While my family don’t celebrate Christmas, we have an unofficial tradition of visiting my grandma along with the rest of my extended family. That couldn’t happen this year, but at this point, Christmas was just one of many occasions I haven’t been able to see her.
Which leads to one of my annoyances about the narrative of visiting your family over the Christmas period. Muslims, Jews, Hindus, and I am sure many other people of non-Christian faith were told by the government and the mass media not to mix households during the many religious celebrations that happened this year.
That isn’t to say I am blaming people for wanting a normal Christmas
Rishi Sunak became the poster child of a responsible Briton when he urged fellow Hindus to not to mix households during Diwali. So, it was incredibly frustrating to see that same government bending over backwards to let a ‘normal’ Christmas happen.
It felt incredibly alienating to me and a reminder that I am not equal to my fellow Britons because I am not a part of the Christian-majority. As much as we like to believe Britain is a multicultural nation with affection to all backgrounds, it seems to me that Britain is a Christian-first country.

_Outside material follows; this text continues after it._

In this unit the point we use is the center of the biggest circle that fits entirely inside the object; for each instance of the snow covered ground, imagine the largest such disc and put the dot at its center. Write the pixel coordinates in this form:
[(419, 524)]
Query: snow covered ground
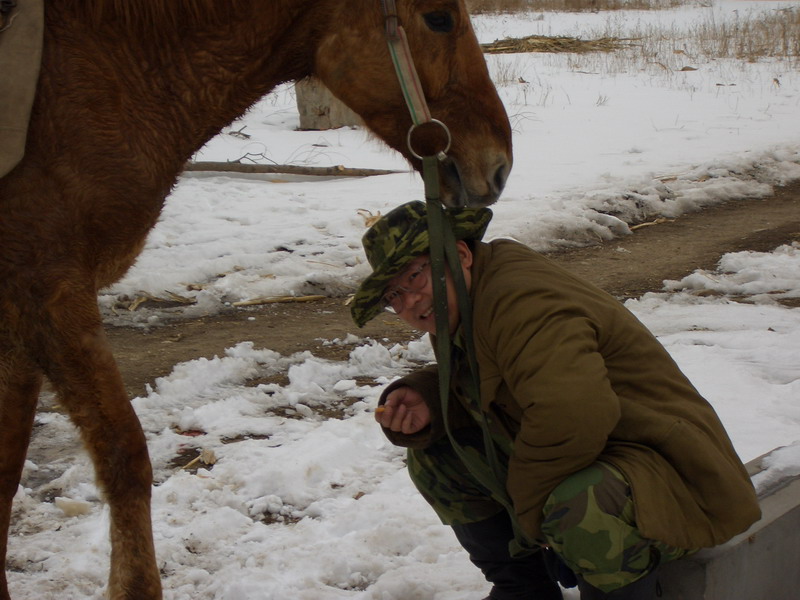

That isn’t to say I am blaming people for wanting a normal Christmas. People have every right to see their loved ones in what for many really is the most wonderful time of the year. When tier four restrictions were placed last minute by the UK government, it was heart-breaking to so many who were hoping for some relief in the most awful of years. I know friends who had visited family in lower-tier areas from higher tier areas in spite of the law, and I don’t blame them.
I don’t think it’s right that condemn others for their choices
There has been a lot of judgement flying around over people’s decisions with respect to household mixing, because what else do people in Britain do but passively judge others? Yet, ultimately it is a very personal choice. So long as the other household is aware of the risks, and with mass testing now available you also get yourself tested, I don’t see why it’s anyone else’s business.
Now of course there are sensible arguments about why those people are irresponsible. The NHS is becoming increasingly strained over the winter months, and we all have a duty to protect the one universally cherished institution of this country.
Getting more people, especially the most vulnerable, unnecessarily sick will only make it worse in a year that we collectively clapped for NHS workers. There are also some 2.2 million people who have been shielding since March, many of whom have been living in isolation. In other words, is it fair that young, healthy people are being irresponsible while others are paying for it with their lives? That’s a moral judgement each and every one of us has to make, but I don’t think it’s right that condemn others for their choices.